Many thinkers deny in toto the agency of external influences in creating racial differences; and Professor Weismann is of the opinion that "acquired characters are not transmitted from parent to offspring."8 If the latter be true, and it is well borne out by observed facts, the evolution of the organic world becomes at once unintelligable, impossible, so far as it relates to man, and the most widely accepted doctrine of the present day, the law of evolution, becomes practically a dead letter. It is well known that bent and deformed limbs are not perpetuated in the offspring; the Chinese girl does not inherit the small feet of her mother; the man with skin browned by long residence in the tropics begets a child perfectly white, and of the immemorial mutilations practised upon the body for generations, by savage tribes, not a hint is transmitted to the offspring. So, psychologically, the children of musicians, of poets, of painters, do not inherit their parent's talent nor genius; and facts even go to prove that children of civilized parents, permitted to grow up in a wild or isolated condition, lose even the language of their race and adopt the sign language of nature,4 These facts certainly go to prove that differences of race are not the direct result of adaptation; and lead us to assume that no heredity of acquired character, if there be such, in the face of the facts stated, and the quite respectable authorities quoted, can explain the diversity of human races. The children of negroes are black, wherever born; the children of Caucasians white, wherever born; and the color of each we can only assume to be the correlative, or result, of certain physiological processes, long continued, which, in the country of a man's nativity, were exercised rather with a view to his continued physical existence than the development of racial characteristics.

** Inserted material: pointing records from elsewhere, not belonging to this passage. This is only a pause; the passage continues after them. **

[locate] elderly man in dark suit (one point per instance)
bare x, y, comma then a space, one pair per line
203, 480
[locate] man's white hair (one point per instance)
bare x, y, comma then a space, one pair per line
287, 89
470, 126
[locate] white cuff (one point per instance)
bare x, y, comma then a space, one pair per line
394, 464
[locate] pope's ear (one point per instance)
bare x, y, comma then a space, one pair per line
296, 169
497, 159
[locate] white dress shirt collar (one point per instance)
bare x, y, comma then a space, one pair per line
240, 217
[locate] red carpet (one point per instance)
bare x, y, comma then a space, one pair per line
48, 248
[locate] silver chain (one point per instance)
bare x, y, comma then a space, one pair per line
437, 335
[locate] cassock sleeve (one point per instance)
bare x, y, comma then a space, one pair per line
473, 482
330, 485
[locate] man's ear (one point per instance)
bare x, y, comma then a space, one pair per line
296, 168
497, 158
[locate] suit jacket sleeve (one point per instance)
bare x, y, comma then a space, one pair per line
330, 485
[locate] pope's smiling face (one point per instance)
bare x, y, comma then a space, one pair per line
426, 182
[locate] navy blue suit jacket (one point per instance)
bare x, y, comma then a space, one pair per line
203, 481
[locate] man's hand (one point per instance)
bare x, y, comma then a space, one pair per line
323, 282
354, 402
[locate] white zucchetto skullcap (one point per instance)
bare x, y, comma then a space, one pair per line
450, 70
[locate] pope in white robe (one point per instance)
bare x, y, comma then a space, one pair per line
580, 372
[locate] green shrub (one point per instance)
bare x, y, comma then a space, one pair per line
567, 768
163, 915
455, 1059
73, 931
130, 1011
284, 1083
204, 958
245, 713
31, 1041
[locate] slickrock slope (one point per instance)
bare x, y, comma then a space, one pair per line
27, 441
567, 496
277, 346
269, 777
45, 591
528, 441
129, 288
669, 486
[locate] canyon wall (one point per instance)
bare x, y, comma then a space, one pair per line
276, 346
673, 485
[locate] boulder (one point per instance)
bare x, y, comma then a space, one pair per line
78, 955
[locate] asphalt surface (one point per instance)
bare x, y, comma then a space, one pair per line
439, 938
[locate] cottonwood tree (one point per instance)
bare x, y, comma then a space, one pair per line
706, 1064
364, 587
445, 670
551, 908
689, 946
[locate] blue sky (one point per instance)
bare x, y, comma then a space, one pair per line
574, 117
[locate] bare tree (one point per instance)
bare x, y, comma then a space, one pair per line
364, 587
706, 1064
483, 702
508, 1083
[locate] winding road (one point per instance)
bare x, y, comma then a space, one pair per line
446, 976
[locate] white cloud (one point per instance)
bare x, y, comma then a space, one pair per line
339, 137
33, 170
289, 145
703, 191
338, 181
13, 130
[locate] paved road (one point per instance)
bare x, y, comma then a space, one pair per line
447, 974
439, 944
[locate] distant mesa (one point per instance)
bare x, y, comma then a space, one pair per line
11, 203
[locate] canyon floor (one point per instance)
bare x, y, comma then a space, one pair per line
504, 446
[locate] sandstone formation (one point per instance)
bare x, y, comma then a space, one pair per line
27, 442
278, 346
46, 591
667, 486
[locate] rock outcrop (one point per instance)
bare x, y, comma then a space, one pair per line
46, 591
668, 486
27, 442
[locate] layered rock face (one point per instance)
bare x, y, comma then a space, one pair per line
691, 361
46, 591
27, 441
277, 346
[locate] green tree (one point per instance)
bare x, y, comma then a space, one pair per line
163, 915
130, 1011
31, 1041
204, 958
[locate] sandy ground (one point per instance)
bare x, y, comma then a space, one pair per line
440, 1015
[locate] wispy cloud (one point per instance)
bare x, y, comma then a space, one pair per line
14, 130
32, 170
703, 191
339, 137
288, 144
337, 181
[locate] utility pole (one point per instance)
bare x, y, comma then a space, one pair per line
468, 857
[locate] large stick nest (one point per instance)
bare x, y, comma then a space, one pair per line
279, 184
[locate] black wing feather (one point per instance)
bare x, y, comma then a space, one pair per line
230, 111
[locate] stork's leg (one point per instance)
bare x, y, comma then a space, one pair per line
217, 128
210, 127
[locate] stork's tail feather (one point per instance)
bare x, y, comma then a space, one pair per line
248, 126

This is shown by the fact that the native-born child survives, while the foreign-born child perishes; even though the parents of the latter have undergone those functional modifications which necessarily followed their change of abode. I dwell thus at length upon this question of race differences, not with the hope of adding anything new to the great fund of information so patiently gathered by other, and abler, students of anthropology, but because the fullest development of racial characters is necessary to the production of perfect health; and perfect health lies at the very bottom of that outward physical beauty which is the strongest incentive to sexual selection.